1
votes

I'm testing adding Kafka partitions in a running system, but isn't clear to me how Kafka manage the existent data if you add partitions to an existing topic.

For example:

  1. I have a Kafka instance with a topic named test with 1 partition and 1 replica.
  2. The producer group starts to insert into that topic and the consumer group start to consume.
  3. I alter the topic to add another partition.

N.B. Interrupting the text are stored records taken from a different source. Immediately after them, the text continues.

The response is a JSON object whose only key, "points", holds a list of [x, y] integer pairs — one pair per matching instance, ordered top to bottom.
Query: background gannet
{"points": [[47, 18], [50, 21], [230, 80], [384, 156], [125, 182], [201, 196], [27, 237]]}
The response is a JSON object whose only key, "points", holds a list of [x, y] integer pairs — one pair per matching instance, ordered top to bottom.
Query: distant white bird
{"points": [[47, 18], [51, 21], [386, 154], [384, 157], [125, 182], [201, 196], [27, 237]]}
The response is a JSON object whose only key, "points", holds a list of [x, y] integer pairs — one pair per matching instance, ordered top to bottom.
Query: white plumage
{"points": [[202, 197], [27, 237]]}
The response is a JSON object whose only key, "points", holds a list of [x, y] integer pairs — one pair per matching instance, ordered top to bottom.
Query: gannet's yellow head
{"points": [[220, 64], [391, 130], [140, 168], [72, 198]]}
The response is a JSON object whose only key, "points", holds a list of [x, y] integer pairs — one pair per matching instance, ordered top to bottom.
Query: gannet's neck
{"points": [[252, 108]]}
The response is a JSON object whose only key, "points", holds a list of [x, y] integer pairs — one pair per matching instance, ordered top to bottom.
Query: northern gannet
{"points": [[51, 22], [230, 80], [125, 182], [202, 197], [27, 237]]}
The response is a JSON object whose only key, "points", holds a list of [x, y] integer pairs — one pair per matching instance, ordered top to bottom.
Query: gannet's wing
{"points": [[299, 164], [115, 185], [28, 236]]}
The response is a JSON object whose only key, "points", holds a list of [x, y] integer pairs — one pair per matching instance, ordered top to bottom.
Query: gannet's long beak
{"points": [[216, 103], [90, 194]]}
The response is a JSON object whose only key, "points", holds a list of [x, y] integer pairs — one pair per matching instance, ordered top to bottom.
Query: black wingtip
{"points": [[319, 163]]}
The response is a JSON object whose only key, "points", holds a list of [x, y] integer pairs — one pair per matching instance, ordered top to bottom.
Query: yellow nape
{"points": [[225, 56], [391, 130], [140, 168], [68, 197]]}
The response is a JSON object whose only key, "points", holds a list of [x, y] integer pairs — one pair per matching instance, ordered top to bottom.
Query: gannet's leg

What happen with the topic data in this case? Is rebalanced between both partitions or only new produced data will use the new partition?

2

2 Answers

2
votes

Adding partitions doesn't change the partitioning of existing data for that matter it is based on philosophy of "append-only".For example if data is partitioned by hash(key) % number_of_partitions then this partitioning will potentially be shuffled by adding partitions , kafka will not attempt to rebalance/redistribute it.

1
votes

Adding a partition doesn't trigger any re-distribution of the data that already are in the current topic partitions. Only the new produced data will be sent to the new partition and you have to consider the following problem when you add a new partition ... If you are using the default partitioner and you are sending messages using a key, it works in the following manner : hash(key) % number_partitions. Kafka guaratees that messages with same key goes into the same partitions but it's not so true when you add a partition because in the previous formula, the number_partitions changes so a message with key = k1 that before adding a partition went to partition 0 for example, now could go to partition 1 (due to new partition).